In 2010 and 2011, biological control was measured in our plots using molecular gut content analysis. This method detects prey DNA (e.g. Pieris rapae DNA and Plutella xylostella DNA) in the guts of field collected predators and shows predation rates within the field and identifies significant predators. In 2010, predation of the imported cabbageworm (Pieris rapae) was greatest in our plots with the greatest habitat complexity (Figure A below). The diversity of predators found positive for prey DNA in their guts was also greatest in these parts of the field. In 2011 (Figure B below), predation of another cabbage pest, the diamondback moth (Plutella xylsotella), was higher in plots with greater vegetational complexity. Structural complexity did not appear to influence predation of the diamondback moth in 2011. It appears that predation may be impacted by habitat complexity between cabbage rows. Possible mechanisms for this trend include that these habitats support a larger natural enemy community, enhance foraging efficiency of natural enemies, or reduce intraguild predation.
Manipulating structural complexity between cabbage rows
In 2012, we examined the impact of different forms of structural complexity on cabbage arthropods. Treatments included combinations of different mulch species (e.g. none, vetch, and rye) and the height of mulch (e.g. standing or crimped).
Insect community structure
The herbivore community in 2012 was shaped by the cover crop species between the cabbage rows (Figure A). Natural enemy community dendograms show the predator community (Figure B), the ground predator community (Figure C), and the parasitoid community (Figure D) also being shaped by cover crop species, with natural enemy communities often distinct in plots with rye mulch. Crimping or the height of the mulch did not appear to shape our arthropod communities. In general, natural enemy communities were similar across vetch and bare soil plots. This is not surprising since rye and vetch plots were indistinguishable later in the season, due to the quick decomposition of vetch mulch.
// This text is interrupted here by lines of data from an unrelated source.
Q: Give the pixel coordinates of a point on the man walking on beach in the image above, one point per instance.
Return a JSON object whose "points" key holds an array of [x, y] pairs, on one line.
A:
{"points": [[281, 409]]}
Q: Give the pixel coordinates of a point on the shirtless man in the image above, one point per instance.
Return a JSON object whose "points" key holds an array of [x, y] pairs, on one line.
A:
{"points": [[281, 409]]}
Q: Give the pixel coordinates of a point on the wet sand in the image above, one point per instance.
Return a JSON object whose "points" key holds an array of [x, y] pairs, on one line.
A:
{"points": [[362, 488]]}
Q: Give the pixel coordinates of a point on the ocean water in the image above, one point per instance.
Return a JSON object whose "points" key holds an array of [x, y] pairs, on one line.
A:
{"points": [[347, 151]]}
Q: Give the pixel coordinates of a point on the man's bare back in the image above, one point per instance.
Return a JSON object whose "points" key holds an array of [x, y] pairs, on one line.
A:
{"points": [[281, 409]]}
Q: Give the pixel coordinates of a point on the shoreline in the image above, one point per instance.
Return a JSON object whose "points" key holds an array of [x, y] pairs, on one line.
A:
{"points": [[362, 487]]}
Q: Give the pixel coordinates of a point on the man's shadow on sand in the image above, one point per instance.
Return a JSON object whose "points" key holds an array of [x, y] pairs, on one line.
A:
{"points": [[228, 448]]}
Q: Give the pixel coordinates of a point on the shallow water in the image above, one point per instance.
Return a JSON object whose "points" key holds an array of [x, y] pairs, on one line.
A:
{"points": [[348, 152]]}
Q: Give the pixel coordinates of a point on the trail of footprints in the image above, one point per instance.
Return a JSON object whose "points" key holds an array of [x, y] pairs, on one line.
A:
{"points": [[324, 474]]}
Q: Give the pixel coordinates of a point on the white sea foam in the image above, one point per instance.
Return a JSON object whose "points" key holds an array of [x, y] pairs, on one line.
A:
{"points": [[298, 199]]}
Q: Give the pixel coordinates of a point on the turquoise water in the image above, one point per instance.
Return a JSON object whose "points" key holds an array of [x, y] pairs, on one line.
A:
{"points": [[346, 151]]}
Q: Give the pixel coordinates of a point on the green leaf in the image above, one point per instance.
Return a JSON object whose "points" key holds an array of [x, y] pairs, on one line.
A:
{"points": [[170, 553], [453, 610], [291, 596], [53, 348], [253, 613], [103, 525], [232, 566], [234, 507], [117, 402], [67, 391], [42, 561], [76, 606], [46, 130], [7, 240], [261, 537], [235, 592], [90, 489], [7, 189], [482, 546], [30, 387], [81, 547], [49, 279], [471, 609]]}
It appears the type of structural complexity provided by different mulch species (e.g. broadleaf vs. grass) influences community structure.
The height of the cover crop mulch did not appear to influence arthropod abundance. However, arthropod abundance differed across cover crop species. Fewer flea beetles were observed in rye plots compared to vetch and bare soil plots. Other pest species were not different across treatments. Natural enemies, such as ground beetle species (e.g. Harpalus pennsylvanicus) and a specialized parasitoid, Cotesia rubecula, were also more abundant in rye plots. Our findings suggest rye mulch can enhance natural enemy abundance. Since rye decays more slowly, this mulch provides habitat and resources for a more extended period of time than vetch or bare soil plots.
Using predator exclusion cages with sentinel prey (e.g. imported cabbageworm) indicates predation and parasitism rates within the field due to guilds of natural enemies (e.g. small predators and parasitoids and large predators). In 2012, manipulating structural complexity by changing mulch species or height did not influence predation (Figure A) or parasitism rates (Figure B) of the imported cabbageworm. However, we did observe 40-70% predation across our cabbage fields, with most predation due to small predators (lady beetle larvae, lacewing larvae, small spiders, etc.). Parasitism rates approached 25% during the later part of the cabbage growing season. This project indicates the importance of small natural enemies and the services they provide in our fields as natural biological control.